Your book gives straightforward guidance about supercharging a portfolio for growth. Will it also be possible to use it to create a supercharged portfolio for income?
No, no, this new book is not about income, it's about growth and definitely not about income or an income portfolio. We actually wrote a different book on that subject years ago called, "Yes, You Can Become a Successful Income Investor!" That's still a damn good book, but it's now quite out of date because, since it was written, the Federal Reserve changed interest rates and other things in the economy have also changed. It's still a very good book to read because, generally, its principles are still valid.
Returning to the growth portfolio then, when and how should one go about rebalancing?

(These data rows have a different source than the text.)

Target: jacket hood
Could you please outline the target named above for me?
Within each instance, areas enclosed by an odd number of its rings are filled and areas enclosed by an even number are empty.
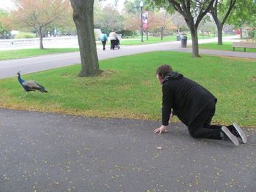
[[[175,80],[175,79],[181,79],[183,77],[183,74],[180,74],[178,72],[174,72],[168,73],[164,78],[164,80],[162,82],[170,80]]]

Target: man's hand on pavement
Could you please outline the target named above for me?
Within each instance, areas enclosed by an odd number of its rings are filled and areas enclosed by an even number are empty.
[[[159,134],[162,134],[162,132],[164,132],[164,133],[167,132],[167,126],[162,126],[159,128],[157,128],[155,130],[154,130],[154,133],[155,133],[155,134],[159,133]]]

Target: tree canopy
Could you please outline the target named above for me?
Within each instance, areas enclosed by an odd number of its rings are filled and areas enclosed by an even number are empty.
[[[42,38],[49,28],[64,26],[71,18],[71,7],[68,0],[17,0],[17,9],[11,12],[13,28],[34,29]]]

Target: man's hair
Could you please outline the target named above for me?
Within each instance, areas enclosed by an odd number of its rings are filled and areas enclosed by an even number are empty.
[[[164,64],[157,68],[156,74],[164,78],[168,73],[173,72],[173,69],[170,66]]]

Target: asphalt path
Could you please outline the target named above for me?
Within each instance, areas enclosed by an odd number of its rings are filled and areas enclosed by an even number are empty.
[[[224,41],[225,40],[236,41],[236,39],[234,40],[230,39],[230,37],[224,38]],[[200,43],[211,42],[216,42],[216,38],[199,40]],[[187,44],[188,46],[190,45],[191,41],[188,41]],[[107,49],[105,51],[103,51],[101,50],[101,48],[98,48],[97,53],[99,59],[102,60],[123,55],[161,50],[192,53],[191,48],[181,48],[180,42],[134,46],[121,46],[120,50],[115,50]],[[200,53],[256,59],[255,53],[200,50]],[[80,63],[80,53],[78,52],[2,61],[0,61],[0,78],[15,76],[17,72],[18,71],[21,71],[23,74],[28,74],[79,63]]]
[[[195,139],[181,123],[0,109],[0,191],[255,191],[248,143]],[[157,149],[161,147],[162,149]]]

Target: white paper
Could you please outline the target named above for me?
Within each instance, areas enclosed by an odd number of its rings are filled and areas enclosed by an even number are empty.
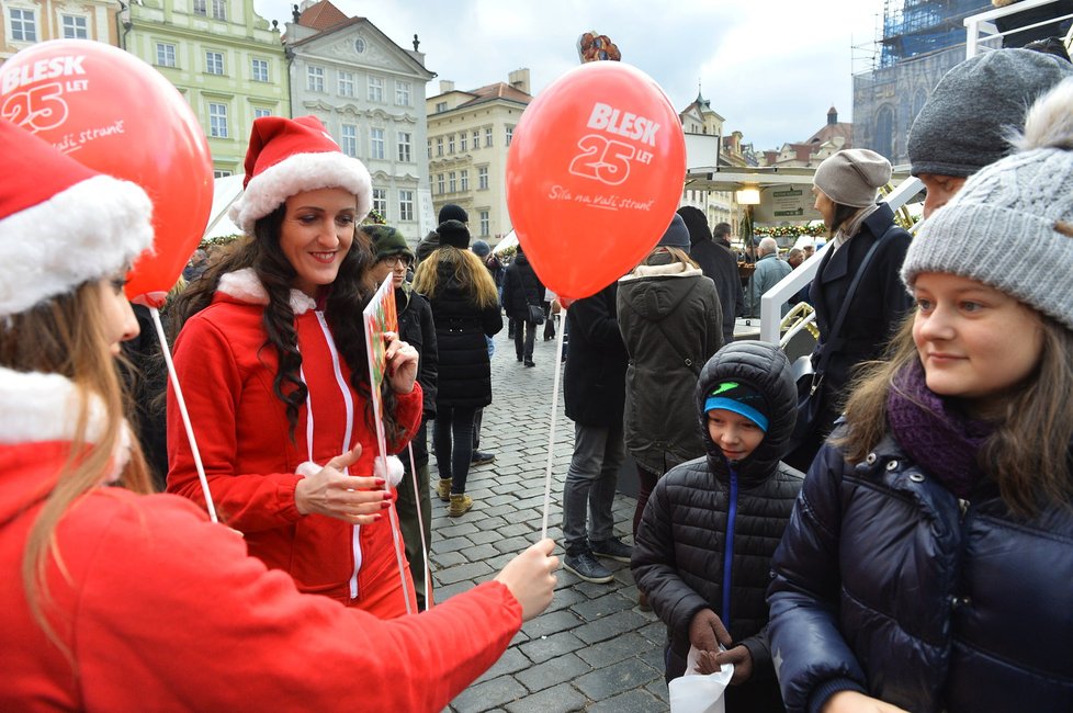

OK, I don't rebalance at all and, actually, I don't believe in rebalancing. If the stock part of your portfolio is doing well, then there is no reason why things should be rebalanced into bonds.
The only exception is when you get much, much older. Only when you are considerably older should you seriously consider rebalancing out of stocks and into bonds -- and then only into short-term bonds or into cash, but never long-term bonds. Stocks just give you a much greater return on your money, and only when you get into your 70s should you really consider moving into other more liquid investments or cash.
Have you any final words of advice or thoughts you'd like to share with Bankrate readers?
If there's one thing I would like you to really emphasize it is this: It's great to have money, but it's also great to lighten up about it. Try to approach it all with a free spirit and not to approach it all as some sort of morbid duty. Nobody is ever going to get it perfect, so do the best you can. Not even a Warren Buffett is going to get everything right all of the time, so don't beat yourself up if you don't.